High-speed rail is better investment
Imagine you’re in charge of investing $50 billion in federal taxpayer dollars in the future of transportation in the U.S. for the 21st century. Would you:
(a) Commit the money to propping up a bankrupt General Motors, making the U.S. the majority shareholder in a new, downsized GM, with a 60 percent stake?
(b) Invest it in the creation of a high-speed rail system?
The Obama administration has already answered that question for you. It’s picked (a). In other words, it’s elected to “invest” in a gutted version of a bloated, failed corporation, in a risky bet that could leave taxpayers on the hook for even more money down an unpaved road.
The New York Times on June 1 quoted an unnamed administration official waffling on the risk of this investment: “We don’t think … they will need more money. But the fact is there are things you don’t know — like when the car market will come back, and how much Toyota and Honda and Volkswagen will benefit from the chaos.” No kidding.

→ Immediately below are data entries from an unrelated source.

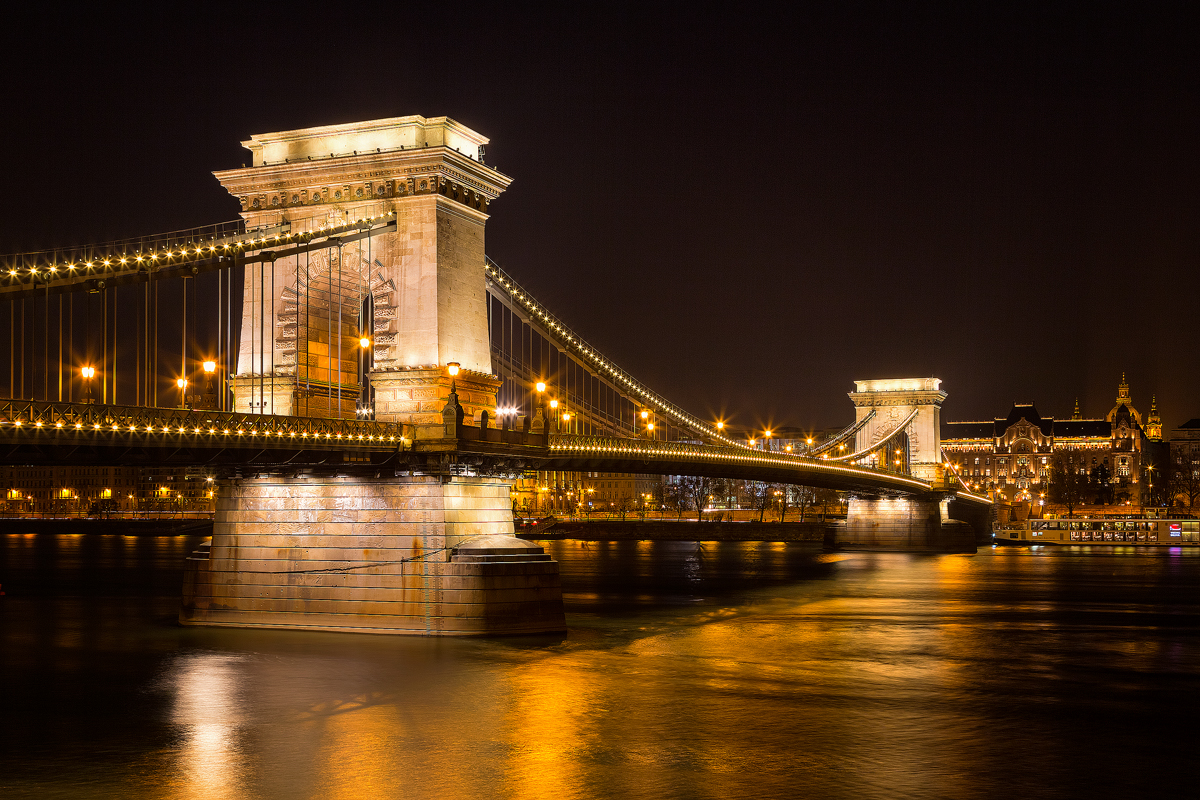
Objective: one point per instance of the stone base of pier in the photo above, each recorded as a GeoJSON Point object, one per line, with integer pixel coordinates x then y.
{"type": "Point", "coordinates": [905, 524]}
{"type": "Point", "coordinates": [420, 555]}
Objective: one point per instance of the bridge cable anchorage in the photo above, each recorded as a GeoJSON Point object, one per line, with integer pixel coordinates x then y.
{"type": "Point", "coordinates": [598, 450]}
{"type": "Point", "coordinates": [570, 341]}
{"type": "Point", "coordinates": [964, 487]}
{"type": "Point", "coordinates": [898, 429]}
{"type": "Point", "coordinates": [93, 268]}
{"type": "Point", "coordinates": [841, 435]}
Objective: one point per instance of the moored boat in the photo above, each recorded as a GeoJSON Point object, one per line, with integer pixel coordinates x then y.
{"type": "Point", "coordinates": [1138, 531]}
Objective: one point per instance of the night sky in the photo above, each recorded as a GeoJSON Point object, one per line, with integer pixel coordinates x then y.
{"type": "Point", "coordinates": [747, 211]}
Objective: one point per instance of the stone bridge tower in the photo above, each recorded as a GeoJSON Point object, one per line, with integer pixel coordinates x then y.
{"type": "Point", "coordinates": [420, 552]}
{"type": "Point", "coordinates": [303, 314]}
{"type": "Point", "coordinates": [893, 401]}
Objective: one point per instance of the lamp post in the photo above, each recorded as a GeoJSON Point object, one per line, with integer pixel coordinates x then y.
{"type": "Point", "coordinates": [210, 396]}
{"type": "Point", "coordinates": [365, 407]}
{"type": "Point", "coordinates": [88, 373]}
{"type": "Point", "coordinates": [539, 413]}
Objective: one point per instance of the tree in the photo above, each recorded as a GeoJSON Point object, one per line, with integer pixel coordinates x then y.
{"type": "Point", "coordinates": [1067, 483]}
{"type": "Point", "coordinates": [623, 505]}
{"type": "Point", "coordinates": [759, 495]}
{"type": "Point", "coordinates": [805, 498]}
{"type": "Point", "coordinates": [827, 498]}
{"type": "Point", "coordinates": [783, 494]}
{"type": "Point", "coordinates": [696, 489]}
{"type": "Point", "coordinates": [676, 498]}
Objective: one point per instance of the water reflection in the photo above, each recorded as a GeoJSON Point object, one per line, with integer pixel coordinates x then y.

Instead of allowing the free market to reconstitute what is left of General Motors, the Obama administration has made the political decision to own what was once a major player in the automobile industry.
It also puts the government, as majority stockholder, in a peculiar posture of being chief investor in one automobile company that competes with Ford, which did not seek any federal bailout money, plus foreign carmakers that have plants in the U.S. employing American citizens.
The $50 billion commitment to a new General Motors is more than six times as much money as the $8 billion designated for high-speed rail in the stimulus package proposed by President Obama and passed by Congress earlier this year.
You might be thinking that the administration’s tunnel vision for transportation is one replete with more higher-mileage, lower-emissions vehicles on the nation’s roadways.
Listen, however, to the president in April, commenting on the stimulus package commitment of $8 billion to high-speed rail: “What we need, then, is a smart transportation system equal to the needs of the 21st century, a system that reduces travel times and increases mobility, a system that reduces congestion and boosts productivity, a system that reduces destructive emissions and creates jobs.”
The president has also stated that the $8 billion is just a “jump start” toward the vision, and he plans to follow it up with $1 billion a year for the next five years to fund work among 10 corridors that have been identified for high-speed rail. (Note to U.S. Rep. Tom Periello, Sen. Mark Warner and Sen. Jim Webb: Charlottesville and Lynchburg need to be included in this vision, too.)
The facts support the vision for high-speed rail, both in terms of efficiencies and reduction in energy costs and emissions. Clearly, this is an investment with a payoff for the 21st century. GM? Not so much.